Conventional wisdom is that mutual funds and money markets are more efficient than banks because all they need to reach customers are a toll-free 800 phone number and a mailbox, while banks must invest millions in brick-and-mortar branches and hire the people to run them.

Not true, said John Russell, Banc One's chief communications officer. "When you're looking at 1,500 branches across middle America, that's a real plus. We get face-to-face contact with customers."

Countering the anonymous 800-line operator with a "personal banker" is something Wachovia Corp. of Winston-Salem, N.C., started almost 20 years ago.
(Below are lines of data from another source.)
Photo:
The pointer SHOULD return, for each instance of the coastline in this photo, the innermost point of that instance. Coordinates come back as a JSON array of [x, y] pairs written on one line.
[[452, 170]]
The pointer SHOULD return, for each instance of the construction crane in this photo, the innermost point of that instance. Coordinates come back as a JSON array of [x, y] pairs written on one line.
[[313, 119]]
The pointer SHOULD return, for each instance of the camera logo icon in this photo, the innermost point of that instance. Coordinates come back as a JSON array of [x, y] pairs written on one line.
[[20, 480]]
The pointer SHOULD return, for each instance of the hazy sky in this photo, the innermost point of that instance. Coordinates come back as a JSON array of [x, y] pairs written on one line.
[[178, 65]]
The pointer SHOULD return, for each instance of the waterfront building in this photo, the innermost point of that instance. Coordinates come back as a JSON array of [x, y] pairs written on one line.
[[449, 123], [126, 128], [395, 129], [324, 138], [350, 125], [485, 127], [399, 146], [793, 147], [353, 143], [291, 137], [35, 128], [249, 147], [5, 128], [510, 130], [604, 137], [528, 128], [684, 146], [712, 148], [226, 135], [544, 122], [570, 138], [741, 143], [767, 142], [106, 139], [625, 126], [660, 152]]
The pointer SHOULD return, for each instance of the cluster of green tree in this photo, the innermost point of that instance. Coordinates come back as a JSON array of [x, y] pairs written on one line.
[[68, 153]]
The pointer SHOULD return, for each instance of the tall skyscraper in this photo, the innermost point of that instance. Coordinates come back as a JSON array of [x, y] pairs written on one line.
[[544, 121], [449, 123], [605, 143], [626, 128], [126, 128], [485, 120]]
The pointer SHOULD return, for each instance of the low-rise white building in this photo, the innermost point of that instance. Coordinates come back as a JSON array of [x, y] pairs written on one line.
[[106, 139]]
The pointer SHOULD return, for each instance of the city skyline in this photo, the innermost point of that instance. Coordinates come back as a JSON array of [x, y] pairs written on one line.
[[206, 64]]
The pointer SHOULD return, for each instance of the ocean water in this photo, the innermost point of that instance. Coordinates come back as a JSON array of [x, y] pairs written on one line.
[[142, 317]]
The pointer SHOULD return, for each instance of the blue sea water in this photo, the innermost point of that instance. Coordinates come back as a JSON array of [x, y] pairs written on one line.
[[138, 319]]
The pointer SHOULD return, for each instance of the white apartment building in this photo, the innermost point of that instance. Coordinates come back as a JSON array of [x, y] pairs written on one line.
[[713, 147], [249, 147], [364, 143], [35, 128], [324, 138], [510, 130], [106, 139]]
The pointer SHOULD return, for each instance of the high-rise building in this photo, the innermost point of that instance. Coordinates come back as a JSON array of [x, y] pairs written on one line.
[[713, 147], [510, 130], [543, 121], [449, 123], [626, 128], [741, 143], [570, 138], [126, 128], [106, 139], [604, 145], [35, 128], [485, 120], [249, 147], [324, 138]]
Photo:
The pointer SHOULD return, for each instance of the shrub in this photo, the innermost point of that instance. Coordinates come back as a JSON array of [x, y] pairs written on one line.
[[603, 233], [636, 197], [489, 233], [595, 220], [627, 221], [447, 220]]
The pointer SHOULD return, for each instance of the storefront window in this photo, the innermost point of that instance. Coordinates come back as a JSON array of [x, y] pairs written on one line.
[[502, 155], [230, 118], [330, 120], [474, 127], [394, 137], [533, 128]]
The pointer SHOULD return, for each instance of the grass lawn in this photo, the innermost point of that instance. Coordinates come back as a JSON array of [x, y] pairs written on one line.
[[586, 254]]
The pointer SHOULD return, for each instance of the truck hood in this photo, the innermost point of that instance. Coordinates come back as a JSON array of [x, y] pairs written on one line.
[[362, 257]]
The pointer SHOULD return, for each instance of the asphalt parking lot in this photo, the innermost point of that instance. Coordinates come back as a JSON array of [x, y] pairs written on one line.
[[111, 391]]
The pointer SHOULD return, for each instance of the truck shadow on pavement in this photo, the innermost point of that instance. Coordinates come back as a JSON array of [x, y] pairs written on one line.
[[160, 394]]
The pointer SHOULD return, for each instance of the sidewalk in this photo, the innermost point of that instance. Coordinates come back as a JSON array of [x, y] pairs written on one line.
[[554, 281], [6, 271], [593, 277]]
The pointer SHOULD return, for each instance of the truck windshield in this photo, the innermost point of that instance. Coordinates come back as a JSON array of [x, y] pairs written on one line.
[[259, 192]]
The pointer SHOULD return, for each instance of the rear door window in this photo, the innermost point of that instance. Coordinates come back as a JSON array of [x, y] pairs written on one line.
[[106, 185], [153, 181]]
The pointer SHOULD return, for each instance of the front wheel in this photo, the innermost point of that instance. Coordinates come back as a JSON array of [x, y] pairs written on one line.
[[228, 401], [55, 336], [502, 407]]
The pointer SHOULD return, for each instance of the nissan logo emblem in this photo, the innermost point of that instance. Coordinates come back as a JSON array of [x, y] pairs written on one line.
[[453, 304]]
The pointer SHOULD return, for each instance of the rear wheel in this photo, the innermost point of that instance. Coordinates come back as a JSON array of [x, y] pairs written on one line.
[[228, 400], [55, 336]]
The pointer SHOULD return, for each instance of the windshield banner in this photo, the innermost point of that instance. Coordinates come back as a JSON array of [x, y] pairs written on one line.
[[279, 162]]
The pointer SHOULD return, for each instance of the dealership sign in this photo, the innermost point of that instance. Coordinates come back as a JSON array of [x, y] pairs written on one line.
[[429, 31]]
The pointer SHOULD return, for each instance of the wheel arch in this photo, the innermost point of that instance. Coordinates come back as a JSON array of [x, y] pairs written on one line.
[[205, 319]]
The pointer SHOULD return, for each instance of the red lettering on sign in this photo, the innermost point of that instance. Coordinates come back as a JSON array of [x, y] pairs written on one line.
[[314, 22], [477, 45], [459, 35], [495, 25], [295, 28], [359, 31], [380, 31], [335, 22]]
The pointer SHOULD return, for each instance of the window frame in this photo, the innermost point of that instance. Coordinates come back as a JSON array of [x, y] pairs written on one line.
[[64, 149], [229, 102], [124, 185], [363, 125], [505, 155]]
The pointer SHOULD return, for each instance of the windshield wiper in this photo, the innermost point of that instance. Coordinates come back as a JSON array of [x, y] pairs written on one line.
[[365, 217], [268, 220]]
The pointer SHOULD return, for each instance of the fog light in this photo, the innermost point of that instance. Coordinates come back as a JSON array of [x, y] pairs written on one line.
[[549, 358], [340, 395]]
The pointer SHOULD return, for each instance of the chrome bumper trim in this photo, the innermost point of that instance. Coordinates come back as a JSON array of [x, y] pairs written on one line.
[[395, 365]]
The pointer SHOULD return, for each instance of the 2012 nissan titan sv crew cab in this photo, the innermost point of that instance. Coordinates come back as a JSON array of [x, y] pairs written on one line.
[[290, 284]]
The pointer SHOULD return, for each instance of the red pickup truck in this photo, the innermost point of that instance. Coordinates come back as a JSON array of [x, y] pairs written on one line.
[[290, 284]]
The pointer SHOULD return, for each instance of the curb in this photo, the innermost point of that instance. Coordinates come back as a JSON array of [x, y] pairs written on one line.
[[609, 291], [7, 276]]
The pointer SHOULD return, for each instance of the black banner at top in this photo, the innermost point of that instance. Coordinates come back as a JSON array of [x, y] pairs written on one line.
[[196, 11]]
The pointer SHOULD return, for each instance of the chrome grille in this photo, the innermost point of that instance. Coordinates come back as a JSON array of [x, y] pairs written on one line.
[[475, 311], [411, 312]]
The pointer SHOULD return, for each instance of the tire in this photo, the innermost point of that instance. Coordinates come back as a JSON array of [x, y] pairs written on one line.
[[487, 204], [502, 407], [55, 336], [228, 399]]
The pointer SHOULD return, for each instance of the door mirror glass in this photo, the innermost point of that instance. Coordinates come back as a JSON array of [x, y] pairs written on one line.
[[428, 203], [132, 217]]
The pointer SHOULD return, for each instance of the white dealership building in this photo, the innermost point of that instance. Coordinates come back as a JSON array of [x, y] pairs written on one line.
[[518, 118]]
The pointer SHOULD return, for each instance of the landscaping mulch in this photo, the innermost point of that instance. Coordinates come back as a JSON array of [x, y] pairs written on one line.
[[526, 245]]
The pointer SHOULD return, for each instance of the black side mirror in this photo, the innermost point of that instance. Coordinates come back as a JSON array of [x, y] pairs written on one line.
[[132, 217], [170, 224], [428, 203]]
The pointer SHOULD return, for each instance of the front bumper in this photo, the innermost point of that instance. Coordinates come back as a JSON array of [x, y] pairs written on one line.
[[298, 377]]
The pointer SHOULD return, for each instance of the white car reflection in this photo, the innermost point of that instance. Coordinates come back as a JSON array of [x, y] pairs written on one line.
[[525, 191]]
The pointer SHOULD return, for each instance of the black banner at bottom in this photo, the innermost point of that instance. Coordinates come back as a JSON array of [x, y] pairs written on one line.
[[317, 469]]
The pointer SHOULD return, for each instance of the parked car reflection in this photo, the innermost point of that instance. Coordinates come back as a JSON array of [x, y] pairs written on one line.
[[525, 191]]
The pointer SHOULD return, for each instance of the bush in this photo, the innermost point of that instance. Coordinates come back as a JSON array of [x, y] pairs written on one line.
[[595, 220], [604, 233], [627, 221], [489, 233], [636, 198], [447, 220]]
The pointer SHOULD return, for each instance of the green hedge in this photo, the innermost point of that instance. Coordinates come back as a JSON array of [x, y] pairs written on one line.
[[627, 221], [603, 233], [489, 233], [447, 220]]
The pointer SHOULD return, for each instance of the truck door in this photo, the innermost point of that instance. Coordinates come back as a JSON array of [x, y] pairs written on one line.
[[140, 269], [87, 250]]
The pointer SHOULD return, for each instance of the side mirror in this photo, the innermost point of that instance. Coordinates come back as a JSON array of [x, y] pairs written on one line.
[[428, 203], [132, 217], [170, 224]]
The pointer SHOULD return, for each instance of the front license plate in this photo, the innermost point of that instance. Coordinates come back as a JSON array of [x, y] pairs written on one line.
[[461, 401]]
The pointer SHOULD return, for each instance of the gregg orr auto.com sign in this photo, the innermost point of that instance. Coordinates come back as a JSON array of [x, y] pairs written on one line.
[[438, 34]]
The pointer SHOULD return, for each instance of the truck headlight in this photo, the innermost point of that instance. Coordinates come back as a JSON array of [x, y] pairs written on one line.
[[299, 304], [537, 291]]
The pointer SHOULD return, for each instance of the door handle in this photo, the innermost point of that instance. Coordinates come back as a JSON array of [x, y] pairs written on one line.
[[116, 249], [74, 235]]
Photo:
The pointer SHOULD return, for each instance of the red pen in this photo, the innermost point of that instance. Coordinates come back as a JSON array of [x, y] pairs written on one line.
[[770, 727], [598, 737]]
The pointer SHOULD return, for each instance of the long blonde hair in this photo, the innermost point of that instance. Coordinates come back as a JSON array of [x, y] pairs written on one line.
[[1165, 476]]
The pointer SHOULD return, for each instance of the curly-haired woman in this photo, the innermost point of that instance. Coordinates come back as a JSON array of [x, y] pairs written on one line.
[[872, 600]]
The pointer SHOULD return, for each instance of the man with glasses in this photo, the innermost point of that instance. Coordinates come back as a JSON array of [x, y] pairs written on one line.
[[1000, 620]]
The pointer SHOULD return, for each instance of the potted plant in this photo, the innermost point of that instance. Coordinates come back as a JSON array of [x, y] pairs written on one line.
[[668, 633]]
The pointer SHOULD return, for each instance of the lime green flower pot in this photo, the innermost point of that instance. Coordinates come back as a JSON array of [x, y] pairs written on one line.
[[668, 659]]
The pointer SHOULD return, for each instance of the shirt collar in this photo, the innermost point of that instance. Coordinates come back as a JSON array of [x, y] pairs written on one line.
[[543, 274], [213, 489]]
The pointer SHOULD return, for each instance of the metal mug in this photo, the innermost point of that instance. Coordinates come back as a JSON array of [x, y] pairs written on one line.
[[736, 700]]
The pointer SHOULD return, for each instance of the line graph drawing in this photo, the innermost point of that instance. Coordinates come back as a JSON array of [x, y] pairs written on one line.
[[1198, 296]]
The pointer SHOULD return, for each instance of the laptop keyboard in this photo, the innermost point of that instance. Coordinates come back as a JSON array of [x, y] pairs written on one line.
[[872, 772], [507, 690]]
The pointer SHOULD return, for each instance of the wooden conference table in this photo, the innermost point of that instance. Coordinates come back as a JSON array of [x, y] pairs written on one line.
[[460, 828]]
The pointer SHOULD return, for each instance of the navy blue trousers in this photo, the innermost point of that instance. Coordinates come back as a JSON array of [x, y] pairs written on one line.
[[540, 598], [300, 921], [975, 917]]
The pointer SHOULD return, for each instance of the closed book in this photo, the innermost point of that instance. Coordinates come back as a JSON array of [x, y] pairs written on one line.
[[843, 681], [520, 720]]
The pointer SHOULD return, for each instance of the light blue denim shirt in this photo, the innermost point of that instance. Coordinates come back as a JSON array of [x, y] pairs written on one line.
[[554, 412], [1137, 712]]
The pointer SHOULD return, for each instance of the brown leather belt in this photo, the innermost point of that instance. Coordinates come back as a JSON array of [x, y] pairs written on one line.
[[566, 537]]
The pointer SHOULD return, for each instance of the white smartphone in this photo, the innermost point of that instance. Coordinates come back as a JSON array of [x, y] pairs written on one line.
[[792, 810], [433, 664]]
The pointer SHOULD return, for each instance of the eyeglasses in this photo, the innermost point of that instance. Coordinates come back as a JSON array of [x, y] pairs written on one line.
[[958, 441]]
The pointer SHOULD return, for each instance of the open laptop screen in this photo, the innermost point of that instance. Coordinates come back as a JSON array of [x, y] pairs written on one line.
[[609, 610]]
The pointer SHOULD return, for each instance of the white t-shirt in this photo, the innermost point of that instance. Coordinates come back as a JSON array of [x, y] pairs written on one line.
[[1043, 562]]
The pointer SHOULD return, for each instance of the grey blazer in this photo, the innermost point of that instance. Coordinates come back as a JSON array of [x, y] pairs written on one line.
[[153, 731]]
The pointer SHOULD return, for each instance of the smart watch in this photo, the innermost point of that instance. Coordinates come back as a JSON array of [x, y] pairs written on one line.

Now it is computerized, so your "personal banker" can chase down a statement error, offer the best deal on a deposit account or arrange to get a loan application approved by the next day.

Wells Fargo in San Francisco and Bay Banks Inc. in Boston recently came up with a way to use their automatic teller machines to market mutual funds, something no mutual-fund company can match.

It will take that kind of personal service to recapture the millions of customers - most of them young and affluent - who no longer depend on banks, said Mel Blake, a top strategist for Bank of Boston Corp.

"In the future," he said, "the bank is going to have to say to its loyal customers, `Look, I'll exercise a little judgment on your behalf, I'll give you a break on loan rates, I'll bump you to the front of the line for refinancing your mortgage.' The idea is that when you call, `I'll make you feel like a human being.' "

The innovative banks have found ways to takes advantage of the most important thing banks still have going for them - trust. Surveys show that people continue to have more confidence in banks than other financial institutions.

That trust, of course, has its roots in one central fact: Money placed with a bank comes with the federal government's guarantee that it will always be there, even if the bank fails.

But in recent years, banks have been caught off guard by a new generation of customers, for whom the Great Depression and failed banks are ancient history. These younger customers are willing to give up the government insurance for higher rates offered by uninsured money markets and mutual funds.

"A lot of people have had a fundamental shift in their psychology," Brookings Institution banking analyst Robert Litan said. "They don't have to have a lot of their money in a bank."

Some banking experts, including Litan and the members of a recent government study commission, believe the salvation of the industry lies in allowing banks to split themselves in two.

One part of the bank would continue to offer government insurance to depositors and be subject to extensive government regulation.

The other part largely would be unregulated and be free to enter a variety of other financial services that are legally off-limits to banks - such as operating mutual funds and underwriting Wall Street securities.

And as in the NationsBank branch in Washington, the advantage in such an arrangement is that the parent company could locate both companies in the same building and encourage customers to shuttle back and forth.